Siegfried Nowatschin hat einen Schwan auf dem Dach, auf seinem Gästebett liegt ein Storch und in einer Truhe im Flur lagern zwei Frösche. Ein Tierfreund ist Nowatschin wohl, doch hat es bei ihm auch einen närrische Grund: Seit über 40 Jahren ist er der Storch der Radolfzeller Froschenzunft.
Ungefähr 1977 begann seine Zeit bei der Zunft. Storch wurde er, weil er groß sei und schlanke Beine habe, zumindest damals, scherzt seine Frau Karola. Als Storch ragt er immer heraus, wenn er mit seinem langen weißen Hals inmitten einer grünen Schar Frösche schreitet und an den Beinen eine rote Strumpfhose trägt.

Sir Henry zu Gast
Um sich in Storchen-Schale zu werfen, brauche es mehrere Menschen, berichtet Nowatschin. Zu zweit hieven sie den Storchenkörper über ihn. Steht nicht gerade ein Umzug oder ein großes Narrentreffen an, bleibe das Feder-Ungetüm zugedeckt auf dem Bett. Um im Schrank oder einer Truhe gelagert zu werden, sei es schlicht zu groß.

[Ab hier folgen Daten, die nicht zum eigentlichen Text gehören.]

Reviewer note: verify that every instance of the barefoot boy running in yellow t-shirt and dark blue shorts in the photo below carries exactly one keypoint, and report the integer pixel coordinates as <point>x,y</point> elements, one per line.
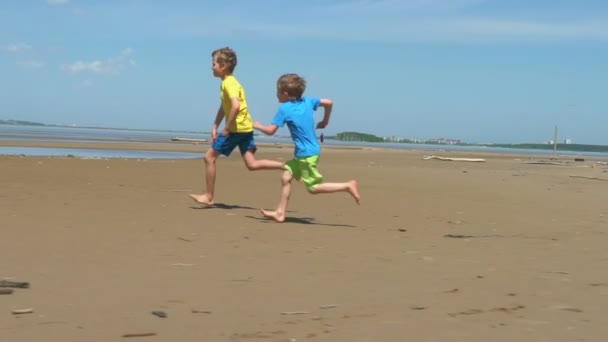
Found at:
<point>238,128</point>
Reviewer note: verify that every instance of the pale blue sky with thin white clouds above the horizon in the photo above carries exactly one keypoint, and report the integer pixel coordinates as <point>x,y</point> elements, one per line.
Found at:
<point>477,70</point>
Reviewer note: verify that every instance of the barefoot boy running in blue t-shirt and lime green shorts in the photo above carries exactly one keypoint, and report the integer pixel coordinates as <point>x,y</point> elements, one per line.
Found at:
<point>298,113</point>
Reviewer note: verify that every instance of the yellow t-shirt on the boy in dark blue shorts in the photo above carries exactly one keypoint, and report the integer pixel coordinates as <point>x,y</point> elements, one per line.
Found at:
<point>231,88</point>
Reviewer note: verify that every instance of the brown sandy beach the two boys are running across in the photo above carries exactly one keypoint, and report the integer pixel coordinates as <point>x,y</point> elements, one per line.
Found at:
<point>508,249</point>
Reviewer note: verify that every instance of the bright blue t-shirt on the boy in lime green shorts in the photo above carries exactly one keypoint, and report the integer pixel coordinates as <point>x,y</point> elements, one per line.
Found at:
<point>300,119</point>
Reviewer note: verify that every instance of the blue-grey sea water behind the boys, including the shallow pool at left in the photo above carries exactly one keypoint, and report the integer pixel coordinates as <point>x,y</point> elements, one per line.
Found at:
<point>112,135</point>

Die Konstruktion aus Draht, Stoff, Naturfedern, Leder und Kunststoff ist schwer. Gewogen habe er sie nie, aber es müssten deutlich über ein dutzend Kilogramm sein, sagt Siegfried Nowatschin. Ein eigens für das Häs angefertigter Überwurf, der mit Klettverschluss um den Körper herum geschlossen werden kann, schützt den Storch auf seinem Lager vor Staub und Licht.
Ruht er auf dem Bett, nennt das Ehepaar Nowatschin ihn liebevoll Sir Henry. Er zog bei ihnen ein und wird nicht anderswo gelagert, weil es die Logistik erleichtere. Der Transport mit den öffentlichen Verkehrsmitteln sei aufgrund der Ausmaße des Storchen kaum möglich. Zu einem Umzug chauffiere er Sir Henry mit seinem Auto. Zuhause habe er ihn außerdem schon dort, wo er ihn reparieren könnte.
Optimierende Operationen
Denn das Kostüm lasse regelmäßig ein paar Federn. Neue und abgelöste befestige er mit Heißkleber. Über die Zeit hat Nowatschin das Kostüm perfektioniert: Er verstärkte das Gerippe und wo der Draht Kleidung aufschnitt oder auf die Haut drückte, kleidete er es mit Leder aus. Der Schnabel war mal aus Pappe. Inzwischen sei er aus Kunststoff. Seitdem klappert er auch. Für die Operationen lag der Storch auf dem heimischen Küchentisch, „und ich bin reingekrochen“, lacht Nowatschin.

Regnet es, hat der Storch Vogelgrippe
Das deutet bereits an: Pflegeleicht ist das Kostüm nicht. „Wollte man es reinigen, müsste man erst die Federn entfernen und hinterher wieder ankleben“. Vielmehr müsse er darauf achten, dass es nicht dreckig werde, sagt sein Träger. Regnet es „will ich nicht und kann ich nicht laufen“, sagt Nowatschin. Die Federn gingen dann kaputt.
Denn ganz in royaler Manier verweile der Schönwetter-Vogel dann in seinem Gemach. Komme es zu Nachfragen, wo denn der Storch sei, antwortet Nowatschin auch mal flapsig, der habe Vogelgrippe und müsse sich auskurieren. Derweil erlebt Nowatschin die Fasnacht als Frosch. Ist die Fasnet vorüber, verlässt der stolze Storch seine Bühne und Sir Henry kehrt zurück in sein Quartier im Gästezimmer der Nowatschins.